Il Procuratore Scaglione svolse altresì, con impegno e dedizione, la funzione di Presidente del Consiglio di Patronato per l’assistenza alle famiglie dei detenuti ed ai soggetti liberati dal carcere, promuovendo, tra l’altro, la costruzione di un asilo nido; per queste attività sociali, gli fu conferito dal Ministero della Giustizia il Diploma di primo grado al merito della redenzione sociale, con facoltà di fregiarsi della relativa medaglia d’oro.
Inoltre, con Decreto del Ministero della Giustizia, previo parere favorevole del Consiglio Superiore della Magistratura, Pietro Scaglione fu riconosciuto “magistrato caduto vittima del dovere e della mafia”.
Le causali del delitto, come la precedente scomparsa del giornalista Mauro De Mauro – ha scritto lo storico Francesco Renda (Storia della mafia. Come, dove, quando, Palermo, Sigma edizioni, 1997, p. 374) - erano infatti “inequivocabili”: "Si trattava di una ripresa del terrorismo mafioso tipo 1946-1948, non più però contro dirigenti sindacali e politici del mondo contadino, bensì contro la stampa e un corpo essenziale dello Stato, come l’organo giudiziario".

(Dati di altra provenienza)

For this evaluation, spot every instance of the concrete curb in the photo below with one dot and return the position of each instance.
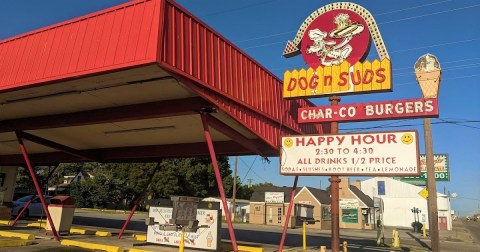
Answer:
(103, 233)
(38, 224)
(15, 243)
(139, 250)
(81, 231)
(22, 236)
(140, 237)
(89, 245)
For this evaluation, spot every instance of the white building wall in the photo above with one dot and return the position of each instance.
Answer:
(238, 205)
(400, 198)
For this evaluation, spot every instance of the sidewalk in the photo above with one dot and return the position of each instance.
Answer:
(266, 237)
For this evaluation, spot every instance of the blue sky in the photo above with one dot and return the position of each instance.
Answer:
(410, 28)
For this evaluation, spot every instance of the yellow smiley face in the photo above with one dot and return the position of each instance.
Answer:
(407, 138)
(288, 142)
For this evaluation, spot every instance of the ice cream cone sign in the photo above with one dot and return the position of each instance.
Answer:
(428, 73)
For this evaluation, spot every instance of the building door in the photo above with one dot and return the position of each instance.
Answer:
(442, 223)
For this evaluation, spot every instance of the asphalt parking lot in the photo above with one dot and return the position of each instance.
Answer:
(257, 236)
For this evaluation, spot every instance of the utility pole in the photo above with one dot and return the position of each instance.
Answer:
(234, 187)
(334, 191)
(250, 182)
(428, 73)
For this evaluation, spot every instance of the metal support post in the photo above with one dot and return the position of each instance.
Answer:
(334, 190)
(289, 212)
(431, 187)
(37, 186)
(181, 247)
(19, 214)
(304, 235)
(140, 197)
(219, 180)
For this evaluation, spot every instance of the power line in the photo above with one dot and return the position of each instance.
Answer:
(444, 68)
(457, 123)
(436, 45)
(250, 168)
(452, 78)
(294, 31)
(430, 14)
(407, 125)
(443, 63)
(387, 22)
(414, 7)
(239, 8)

Ed ancora, "a partire dagli anni settanta – come Paolo Borsellino affermò (in La Sicilia, 2 febbraio 1987, p. 1; e in L'Ora, 2 febbraio 1987, p. 10) - – la mafia condusse una campagna d’eliminazione sistematica degli investigatori che intuirono qualcosa. Le cosche sapevano che erano isolati, che dietro di loro non c’era lo Stato e che la loro morte avrebbe ritardato le scoperte. Isolati, uccisi, quegli uomini furono persino calunniati. Accadde così per Scaglione […]".

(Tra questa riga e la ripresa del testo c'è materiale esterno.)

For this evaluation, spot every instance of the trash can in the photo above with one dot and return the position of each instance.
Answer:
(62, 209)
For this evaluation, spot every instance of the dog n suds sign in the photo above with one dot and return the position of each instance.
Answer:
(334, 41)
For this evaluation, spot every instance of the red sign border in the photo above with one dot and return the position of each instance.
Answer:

In questo contesto, "l’uccisione di Pietro Scaglione, Procuratore della Repubblica di Palermo" - come affermò infine Giovanni Falcone (in Interventi e proposte, Sansoni, 1994, p. 310; e in La Posta in gioco, edizioni Bur, 2011, p. 320) - aveva, comunque, "lo scopo di dimostrare a tutti che “Cosa nostra” non soltanto non era stata intimidita dalla repressione giudiziaria, ma che era sempre pronta a colpire chiunque ostacolasse il suo cammino".
Peraltro, il Procuratore Scaglione anticipò di circa 25 anni gli elementi costitutivi del delitto di associazione di tipo mafioso che, solo nel 1982, saranno codificati nel nuovo art. 416-bis del codice penale, introdotto dalla legge Rognoni-La Torre.

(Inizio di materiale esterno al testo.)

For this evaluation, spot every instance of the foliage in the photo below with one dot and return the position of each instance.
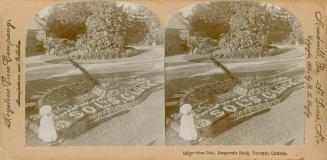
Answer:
(202, 46)
(241, 25)
(101, 28)
(67, 20)
(59, 47)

Nel lontano 1957, infatti, nelle requisitorie relative al delitto Pisciotta scrisse: “La mafia è una potente e mastodontica organizzazione criminale, che purtroppo ancora vive e prospera specialmente nelle nostre campagne ed ai margini delle proprietà terriera imponendo la propria legge che è la legge della violenza, dell’omertà e della prepotenza.”. Ed ancora, nel 1969, in un documento inviato alla Commissione parlamentare antimafia Scaglione definì la mafia come “una mastodontica e tenebrosa organizzazione delinquenziale, viva ed operante come gigantesca piovra, che stende ovunque i suoi micidiali tentacoli e tutto travolge per soddisfare la sua sete insaziabile di denaro e predominio”.